Polizei mit Großaufgebot vor Ort
Die Polizei war mit rund 70 Einsatzkräften vor Ort, wie ein Sprecher sagte. Die Demonstranten wurden nach und nach vom Boden gelöst, ihre Identitäten festgestellt und Platzverweise ausgesprochen. Laut Polizei verlief die Aktion friedlich. Die Gruppe sprach von mehr als 30 Teilnehmern, die Polizei zählte rund 40.
Kritik an Politik und Forderung nach Digitalisierung
Der Landesvorsitzende der Gewerkschaft der Polizei (GdP), Stephan Weh, kritisierte die Entwicklung: „Wir haben in den letzten Jahren Entwicklungen beobachten müssen, die Tür und Tor für solche Guerilla-Aktionen geöffnet haben, weil zum Beispiel die Straftaten der Klimakleber von Teilen der Politik als legitim eingestuft wurden.“ Er forderte eine schnellere Digitalisierung in den Behörden mit technischen Lösungen und KI-Unterstützung, um solche Aktionen effektiver abzuarbeiten.

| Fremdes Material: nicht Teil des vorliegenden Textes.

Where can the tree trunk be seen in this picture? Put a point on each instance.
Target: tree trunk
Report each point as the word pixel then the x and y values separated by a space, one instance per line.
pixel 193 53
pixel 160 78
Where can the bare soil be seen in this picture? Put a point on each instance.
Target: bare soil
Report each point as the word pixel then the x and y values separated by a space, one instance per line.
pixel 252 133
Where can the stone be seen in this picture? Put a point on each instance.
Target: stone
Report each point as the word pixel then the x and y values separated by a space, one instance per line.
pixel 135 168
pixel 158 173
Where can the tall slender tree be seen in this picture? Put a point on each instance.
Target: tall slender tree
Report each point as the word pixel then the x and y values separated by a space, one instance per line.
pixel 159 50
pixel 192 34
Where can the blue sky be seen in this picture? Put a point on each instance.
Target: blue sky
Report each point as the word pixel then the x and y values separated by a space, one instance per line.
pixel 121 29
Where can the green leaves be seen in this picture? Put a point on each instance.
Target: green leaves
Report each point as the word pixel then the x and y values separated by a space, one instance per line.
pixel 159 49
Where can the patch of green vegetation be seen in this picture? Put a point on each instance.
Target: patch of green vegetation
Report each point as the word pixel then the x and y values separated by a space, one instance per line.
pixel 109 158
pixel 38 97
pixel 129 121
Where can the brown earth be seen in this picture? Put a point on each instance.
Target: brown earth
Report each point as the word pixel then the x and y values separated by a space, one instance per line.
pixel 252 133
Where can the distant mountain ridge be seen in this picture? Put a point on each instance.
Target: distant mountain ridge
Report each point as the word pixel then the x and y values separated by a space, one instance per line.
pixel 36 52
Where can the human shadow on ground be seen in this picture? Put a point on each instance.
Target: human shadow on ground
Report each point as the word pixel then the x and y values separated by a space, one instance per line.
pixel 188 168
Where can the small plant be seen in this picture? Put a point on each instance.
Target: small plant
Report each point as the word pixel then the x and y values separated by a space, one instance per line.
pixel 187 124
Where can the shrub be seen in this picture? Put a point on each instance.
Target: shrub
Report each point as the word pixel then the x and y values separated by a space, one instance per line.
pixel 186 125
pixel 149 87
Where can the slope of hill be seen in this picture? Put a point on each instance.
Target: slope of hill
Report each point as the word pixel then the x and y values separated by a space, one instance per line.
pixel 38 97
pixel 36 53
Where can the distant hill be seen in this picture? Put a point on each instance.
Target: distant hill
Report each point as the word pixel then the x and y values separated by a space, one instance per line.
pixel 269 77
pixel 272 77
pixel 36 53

Proteste bis Mitte Juli angekündigt
Die Gruppe hatte in den vergangenen Tagen mehrfach vor Rheinmetall-Standorten demonstriert. Am Montag kündigte sie an, den Protest bis zum 15. Juli fortzusetzen. Die Aktion am Brandenburger Tor war die jüngste in einer Reihe von Protesten gegen den Rüstungskonzern.